Today's date is one that is spoken in capital letters, a date that can never be mentioned without a catch in the voice.
I was at home that morning. I was between jobs (a nice way of saying unemployed) and because my severance pay from the job I was laid off from had ended, I had an appointment at the unemployment office. I did not have the television or the radio on, unaware of the horror that was unfolding. James called me and asked if I would turn on the television and tell him what was happening, because their office at JFK had mentioned something before their telephone communications went down.
I was astounded. I would tell him what I was seeing and then he would tell the other people in the office. The second plane hit while we were talking. I finally had to leave to go to the unemployment office and when I got arrived, there was a television on in the waiting area. I was waiting to be called when the first tower fell. The woman sitting next to me grabbed my hand and we sat there, holding hands and crying. I had never seen her before and I have never seen her since, but at that moment, we comforted each other.
I had to run an errand on the way home and when I walked into whatever store it was, the cashier took one look at me and we both started crying again.
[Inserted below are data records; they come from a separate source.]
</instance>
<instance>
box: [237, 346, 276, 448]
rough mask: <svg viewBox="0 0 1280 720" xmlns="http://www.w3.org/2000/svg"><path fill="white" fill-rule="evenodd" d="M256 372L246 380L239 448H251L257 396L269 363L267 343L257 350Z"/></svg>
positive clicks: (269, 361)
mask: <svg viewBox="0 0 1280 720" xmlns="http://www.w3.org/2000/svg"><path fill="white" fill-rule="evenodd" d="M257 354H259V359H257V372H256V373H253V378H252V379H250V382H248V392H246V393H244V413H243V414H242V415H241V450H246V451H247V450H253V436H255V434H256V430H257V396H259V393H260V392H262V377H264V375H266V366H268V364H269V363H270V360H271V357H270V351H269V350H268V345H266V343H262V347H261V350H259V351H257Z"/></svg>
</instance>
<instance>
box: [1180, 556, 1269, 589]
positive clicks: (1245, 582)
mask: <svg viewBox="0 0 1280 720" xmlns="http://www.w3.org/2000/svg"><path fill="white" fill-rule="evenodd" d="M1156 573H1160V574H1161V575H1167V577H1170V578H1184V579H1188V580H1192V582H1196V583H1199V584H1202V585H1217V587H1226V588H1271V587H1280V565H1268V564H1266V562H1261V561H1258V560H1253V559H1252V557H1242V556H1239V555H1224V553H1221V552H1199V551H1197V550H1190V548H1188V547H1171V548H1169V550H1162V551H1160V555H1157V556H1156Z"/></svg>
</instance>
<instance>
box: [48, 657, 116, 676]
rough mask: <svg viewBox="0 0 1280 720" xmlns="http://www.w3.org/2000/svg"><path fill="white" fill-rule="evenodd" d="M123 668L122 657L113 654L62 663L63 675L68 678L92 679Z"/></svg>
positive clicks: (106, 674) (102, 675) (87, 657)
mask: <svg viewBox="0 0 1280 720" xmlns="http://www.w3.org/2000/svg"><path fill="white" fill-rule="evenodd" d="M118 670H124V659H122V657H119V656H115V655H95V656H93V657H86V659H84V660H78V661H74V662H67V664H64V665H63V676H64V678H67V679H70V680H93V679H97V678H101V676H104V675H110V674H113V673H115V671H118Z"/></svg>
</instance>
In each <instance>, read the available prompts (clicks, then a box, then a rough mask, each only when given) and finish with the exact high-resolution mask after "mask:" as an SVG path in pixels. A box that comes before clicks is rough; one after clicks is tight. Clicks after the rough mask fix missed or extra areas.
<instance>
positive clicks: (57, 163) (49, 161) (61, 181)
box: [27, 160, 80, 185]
It was all I could do to drive home.
Amidst all the tears, I remember being angry - and I am still angry. That janitors and administrative assistants and waiters and receptionists and accountants and any number of “ordinary” people, just trying to make a living, went to their seemingly safe job that day and were murdered.
My friend Val’s husband is a pilot for Northwest and was flying that day. She was, of course, in a panic until she heard that it was an American Airlines airplane and a United airplane…she realized that at the same moment she was breathing a sigh of relief, some other spouse/partner/child/parent was experiencing the opposite emotion.
11 September 2001. It seems like a world away but it also seems like yesterday.